New Haven, Connecticut: Gown and Town
The first thing I did when I got to New Haven was take a phone number out of my pocket and make a call. I knew no one in town, but the man who answered agreed to meet me for coffee and suggested a rendezvous site: the legendary bookstore-cum-coffee shop Atticus across from the campus of Yale University. Yale was home to four Hopper paintings I was here to see--more than any city besides the nation's capital of DC and the art capitol of New York.
Rooms by the Sea depicts the view out a door open seemingly directly onto the ocean. Jo noted: "could be called 'The Jumping off Place.'" Rooms for Tourists shows a Gothic house looming out of the dark night, cinematically lit by lamps on the lawn and street; only a fool would inquire about rooms here. In Western Motel, a woman in a full-length dress formally twists toward the viewer on a bed before a picture window outside which a long-hooded car noses into the scene. The final Hopper here, Sunlight in a City Cafeteria, portrays a café, with a cadaverous woman at one table and an equally pale man smoking a cigarette at another. Both stare into space, unable to connect. Hopper wrote to the painting's buyer, "I think it's one of my very best pictures."
Atticus roared with clattering plates, avid conversations, and babbling waitresses rushing around wearing T-shirts that read "censorship causes bad vision." Books and tiny café tables ringed the walls beneath bright fluorescent light. I took a seat at the epicenter of activity, a tiny square diner counter surrounding the grill. I could have plucked War and Peace off a shelf and read it entirely in the time it took to get served.

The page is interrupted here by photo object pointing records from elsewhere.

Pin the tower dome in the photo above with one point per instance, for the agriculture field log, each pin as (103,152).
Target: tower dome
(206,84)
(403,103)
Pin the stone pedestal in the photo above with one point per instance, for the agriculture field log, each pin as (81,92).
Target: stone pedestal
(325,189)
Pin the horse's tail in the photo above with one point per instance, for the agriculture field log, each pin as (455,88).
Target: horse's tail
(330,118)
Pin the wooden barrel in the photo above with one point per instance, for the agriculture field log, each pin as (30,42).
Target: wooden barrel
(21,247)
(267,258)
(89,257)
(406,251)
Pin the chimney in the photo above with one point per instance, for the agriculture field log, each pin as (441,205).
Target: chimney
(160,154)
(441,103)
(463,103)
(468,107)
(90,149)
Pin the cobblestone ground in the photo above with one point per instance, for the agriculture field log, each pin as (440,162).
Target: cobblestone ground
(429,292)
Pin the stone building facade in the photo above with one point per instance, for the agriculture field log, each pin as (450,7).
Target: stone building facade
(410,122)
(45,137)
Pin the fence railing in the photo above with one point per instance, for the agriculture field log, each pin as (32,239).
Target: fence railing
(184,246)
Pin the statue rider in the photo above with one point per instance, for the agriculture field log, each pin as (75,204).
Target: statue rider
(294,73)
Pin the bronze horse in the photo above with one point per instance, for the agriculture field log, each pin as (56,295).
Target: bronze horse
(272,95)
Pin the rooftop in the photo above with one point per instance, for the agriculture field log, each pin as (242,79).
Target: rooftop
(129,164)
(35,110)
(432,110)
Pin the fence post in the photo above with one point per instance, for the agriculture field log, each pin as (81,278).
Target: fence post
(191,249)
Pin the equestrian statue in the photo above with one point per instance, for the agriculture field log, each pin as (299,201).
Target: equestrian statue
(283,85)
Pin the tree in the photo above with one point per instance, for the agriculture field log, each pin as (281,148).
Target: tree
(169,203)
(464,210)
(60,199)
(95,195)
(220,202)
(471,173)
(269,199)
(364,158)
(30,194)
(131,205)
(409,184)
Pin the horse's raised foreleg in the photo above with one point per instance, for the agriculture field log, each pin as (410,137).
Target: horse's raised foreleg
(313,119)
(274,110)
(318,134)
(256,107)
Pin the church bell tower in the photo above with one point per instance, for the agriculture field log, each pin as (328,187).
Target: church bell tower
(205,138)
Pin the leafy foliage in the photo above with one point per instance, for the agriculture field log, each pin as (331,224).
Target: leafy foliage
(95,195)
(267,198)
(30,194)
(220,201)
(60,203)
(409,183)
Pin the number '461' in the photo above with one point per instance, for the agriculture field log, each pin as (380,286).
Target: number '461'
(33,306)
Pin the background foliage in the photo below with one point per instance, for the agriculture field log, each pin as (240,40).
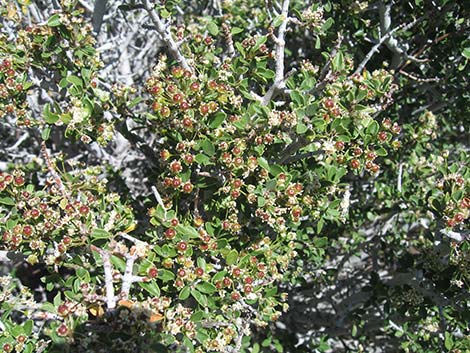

So I interviewed the sallow-skinned, blond girl in her early twenties sitting next to me and staring into space. She was a Yale student, and when I asked her major, she replied flatly, "Security Studies." I had heard that Yale was a breeding ground for CIA agents, and I suspected that she would fit right in when she said that European nations are "happy our troops are there. Really." She pleaded the Fifth on my question about isolation in terms of United States policies abroad but did comment about isolation in New Haven.
"I don't know a lot about New Haven, and that might be a good sign that we at Yale are set apart and isolated. And Yale is, what, the fourth largest, uh, richest, university in the entire world? They could do a lot more for the city's economy. Some people say, 'Yale is reaching out.' But once you drive about ten minutes from Yale, you don't see that."
Her boyfriend nodded his dark eyes from below a bulging brow and a floppy white tennis hat. When I asked if he, too, was a student, he balked, "No. No no no. I'm from about 20 minutes away. I think people in New Haven are isolated. Socioeconomically: the haves and have-nots are separated. You see at Yale incredible disparity: the best of the best and worst of the worst, right next to each other, crossing paths down the street. You see people near campus who obviously (well it's terrible to stereotype but you kind of assume) don't go to Yale. And the people literally just passing them are probably going to go on to do something like be a scientist or something. And it's amazing how they both live right in the same area, but one is just so far away from the other. Yale's a very strange place.
"You're always isolated in some way," he continued. "Emotionally, people are isolated from one another because you can never really truly completely connect with another person. Even if you have good relationships, people who love you, you still can be feeling isolated from what goes on around you. They don't know who you are. Lots of people, you figure they're happy if they smile. But they're hiding their minds."